There is one well-known process for maintaining the fitness is to exercise at regular. But for most of the women it seems impossible to go for exercise daily. Some of them try to find out the shortcut way to get slim. In the market, there are a lot of sliming products, who give guarantee to give a slim figure within a short period of time. But try to remember, the short cut way can never be a proper way. There are a lot of side effects of the products.

So what should the women do for keeping fit? Getting hassle not finding the answer of the question? But no need to be worried now. You can get your slim and fit figure at home without no medication or hard Jim woke.

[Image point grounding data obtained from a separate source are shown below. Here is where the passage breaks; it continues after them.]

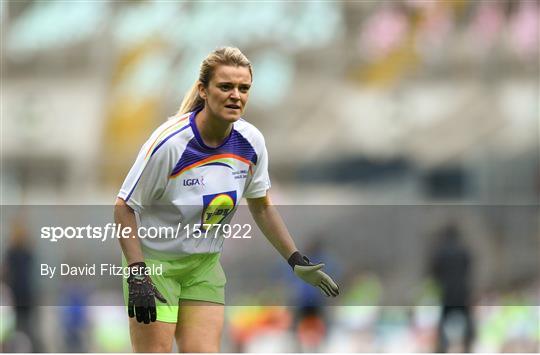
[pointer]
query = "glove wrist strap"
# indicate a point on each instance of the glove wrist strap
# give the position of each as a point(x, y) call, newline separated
point(297, 259)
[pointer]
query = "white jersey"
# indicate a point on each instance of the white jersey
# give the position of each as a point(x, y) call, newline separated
point(179, 183)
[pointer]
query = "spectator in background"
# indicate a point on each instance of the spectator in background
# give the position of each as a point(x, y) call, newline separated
point(310, 319)
point(17, 270)
point(451, 269)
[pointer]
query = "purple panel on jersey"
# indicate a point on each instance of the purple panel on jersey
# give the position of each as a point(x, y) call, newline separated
point(196, 150)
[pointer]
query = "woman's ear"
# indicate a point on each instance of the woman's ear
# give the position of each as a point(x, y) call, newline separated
point(202, 90)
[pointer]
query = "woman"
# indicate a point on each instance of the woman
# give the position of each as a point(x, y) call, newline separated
point(202, 161)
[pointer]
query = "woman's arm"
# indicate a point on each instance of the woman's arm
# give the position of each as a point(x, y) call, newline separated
point(125, 217)
point(269, 221)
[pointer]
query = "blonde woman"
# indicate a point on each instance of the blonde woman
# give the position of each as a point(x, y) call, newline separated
point(193, 171)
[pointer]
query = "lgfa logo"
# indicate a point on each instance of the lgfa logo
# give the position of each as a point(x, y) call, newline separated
point(194, 182)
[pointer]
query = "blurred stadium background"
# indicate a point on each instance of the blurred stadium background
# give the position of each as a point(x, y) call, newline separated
point(400, 104)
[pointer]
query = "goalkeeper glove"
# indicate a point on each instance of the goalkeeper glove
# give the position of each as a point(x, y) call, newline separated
point(141, 302)
point(312, 274)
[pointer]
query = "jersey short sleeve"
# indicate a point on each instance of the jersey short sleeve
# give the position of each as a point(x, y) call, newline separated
point(260, 181)
point(148, 177)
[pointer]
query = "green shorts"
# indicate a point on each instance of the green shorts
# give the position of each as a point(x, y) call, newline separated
point(197, 277)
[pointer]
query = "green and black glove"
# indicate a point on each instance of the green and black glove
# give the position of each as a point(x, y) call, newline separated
point(142, 291)
point(312, 274)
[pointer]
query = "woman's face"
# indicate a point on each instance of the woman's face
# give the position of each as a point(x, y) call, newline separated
point(227, 93)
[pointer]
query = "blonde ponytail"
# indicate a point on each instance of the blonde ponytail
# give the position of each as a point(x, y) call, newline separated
point(221, 56)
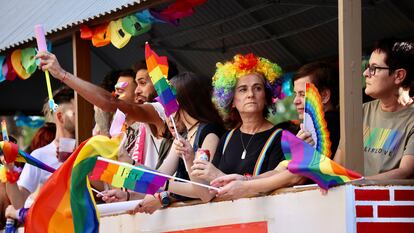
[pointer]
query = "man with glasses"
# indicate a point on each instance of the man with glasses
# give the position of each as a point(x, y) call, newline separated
point(388, 120)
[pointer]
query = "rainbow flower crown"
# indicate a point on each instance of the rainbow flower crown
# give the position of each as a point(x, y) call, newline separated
point(227, 75)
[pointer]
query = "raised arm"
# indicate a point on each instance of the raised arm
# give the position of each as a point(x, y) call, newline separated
point(97, 95)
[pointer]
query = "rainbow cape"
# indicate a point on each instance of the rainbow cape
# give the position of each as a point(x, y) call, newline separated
point(140, 179)
point(308, 162)
point(314, 120)
point(65, 203)
point(12, 153)
point(158, 71)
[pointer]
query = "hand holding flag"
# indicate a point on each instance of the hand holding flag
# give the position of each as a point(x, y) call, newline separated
point(41, 46)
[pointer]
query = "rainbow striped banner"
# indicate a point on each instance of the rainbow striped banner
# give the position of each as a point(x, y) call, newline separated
point(65, 202)
point(12, 153)
point(308, 162)
point(314, 120)
point(138, 179)
point(158, 71)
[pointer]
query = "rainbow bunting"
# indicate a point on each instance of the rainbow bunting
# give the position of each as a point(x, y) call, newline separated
point(65, 203)
point(158, 71)
point(12, 153)
point(308, 162)
point(119, 176)
point(314, 120)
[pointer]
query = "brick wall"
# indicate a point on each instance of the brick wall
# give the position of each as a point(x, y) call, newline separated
point(384, 209)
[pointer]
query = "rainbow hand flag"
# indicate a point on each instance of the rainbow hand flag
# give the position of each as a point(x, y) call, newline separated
point(139, 178)
point(314, 120)
point(12, 153)
point(65, 203)
point(308, 162)
point(158, 71)
point(4, 130)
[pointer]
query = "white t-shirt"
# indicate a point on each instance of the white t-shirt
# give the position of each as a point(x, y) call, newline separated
point(151, 153)
point(31, 176)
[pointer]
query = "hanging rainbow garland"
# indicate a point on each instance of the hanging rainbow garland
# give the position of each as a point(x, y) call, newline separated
point(21, 63)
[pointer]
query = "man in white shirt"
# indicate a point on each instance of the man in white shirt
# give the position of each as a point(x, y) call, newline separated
point(31, 176)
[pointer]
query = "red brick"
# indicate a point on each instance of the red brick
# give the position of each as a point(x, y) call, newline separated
point(364, 211)
point(404, 195)
point(396, 211)
point(372, 195)
point(385, 227)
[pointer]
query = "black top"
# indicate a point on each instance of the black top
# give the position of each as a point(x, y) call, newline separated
point(231, 162)
point(332, 121)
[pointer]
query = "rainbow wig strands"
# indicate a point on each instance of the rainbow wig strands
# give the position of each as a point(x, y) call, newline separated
point(227, 74)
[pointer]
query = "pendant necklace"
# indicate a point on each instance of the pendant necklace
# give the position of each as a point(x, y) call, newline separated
point(245, 147)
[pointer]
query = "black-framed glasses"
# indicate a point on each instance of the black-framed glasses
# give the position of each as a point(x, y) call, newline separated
point(372, 69)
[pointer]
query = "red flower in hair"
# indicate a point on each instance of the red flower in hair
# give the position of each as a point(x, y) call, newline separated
point(247, 62)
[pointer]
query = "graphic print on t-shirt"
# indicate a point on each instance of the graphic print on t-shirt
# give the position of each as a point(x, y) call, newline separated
point(382, 141)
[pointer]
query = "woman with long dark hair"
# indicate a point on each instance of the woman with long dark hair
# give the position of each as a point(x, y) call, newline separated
point(204, 128)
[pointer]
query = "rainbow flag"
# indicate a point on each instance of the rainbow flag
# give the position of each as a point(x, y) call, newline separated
point(308, 162)
point(65, 203)
point(314, 120)
point(12, 153)
point(158, 71)
point(4, 130)
point(140, 179)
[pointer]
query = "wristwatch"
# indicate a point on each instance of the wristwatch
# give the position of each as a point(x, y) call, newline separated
point(165, 199)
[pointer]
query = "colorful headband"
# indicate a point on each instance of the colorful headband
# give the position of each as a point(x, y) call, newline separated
point(227, 74)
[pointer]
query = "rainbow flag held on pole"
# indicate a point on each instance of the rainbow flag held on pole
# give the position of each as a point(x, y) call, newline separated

Here is a diet plan for keeping supper fit for all women. All of us need to take food to live. So, why should not we live a healthy life by taking a healthy diet to keep fit?

There is a diet plan, which consists of 1500 calories and can reduce your unwanted fat within a week. It is the diet plan for flat belly of women.

Breakfast (430 calories)

  • A sliced medium size banana.
  • 4/5 sliced strawberry slice
  • Peanut butter (natural) 2 Tbsps.
  • One Bagel Thin of wheat

The Strawberries can produce more leptin because it contains phytochemical. It also produces the essential hormones for accelerating fat burning reduces the danger from diabetes.

Snack (148 calories)

  • A sliced small apple
  • 1/2 cup plain nonfat sprinkled yogurt with cinnamon of 1/4 tsp

The cinnamon sprinkles can accelerate the weight loss, the polyphenols of spice make the blood sugar regularly.

Lunch (431 calories)

  • One slice grain bread
  • Chicken breast grilled 3 oz.
  • 1/4 slivered avocado,
  • 1 oz. Shredded Cabot


  • Chopped tomatoes, one cup romaine mix, shredded carrots
  • Balsamic vinegar of 1 tsp
  • Olive oil of 1 Tbsp.

Try to eat sandwiches with a knife or fork. Researchers say that, for making noise of knife-fork make you faster and eat less.

Snack (182 calories)

  • Cucumber slices, 3/4 cup
  • 1/2 cups, sliced carrots
  • 1/4 cup of salsa to dip.
  • A large hard-boiled egg

Sliced carrots will make you take less at dinner making you feel satisfied in eating.

Dinner (312 calories)

  • Cooked shrimp, 4 oz.
  • Wheat elbow cooked macaroni of 1/2 cup
  • 1/2 cup broccoli, which stemmed.
  • 4 tomatoes (sun-dried)
  • Capers, 1 tsp
  • Lemon juice, 1 Tbsps.
  • Olive oil, 2 tsp
  • Wine vinegar (red), 2 Tbsps.
  • Onion powder, 1/4 tsp
  • Oregano, 1/2 tsp


  • 15/16 raspberries

Shrimp contains high omega-3s, people feel satisfied with eating for this omega-3s.

Indulge (106 calories)

Add dark chocolate, 1/2 oz. And a droid

Daily total calories: 1,503

If you follow the diet chart regularly, you will get the result within 7 days, not more. So, happy dieting.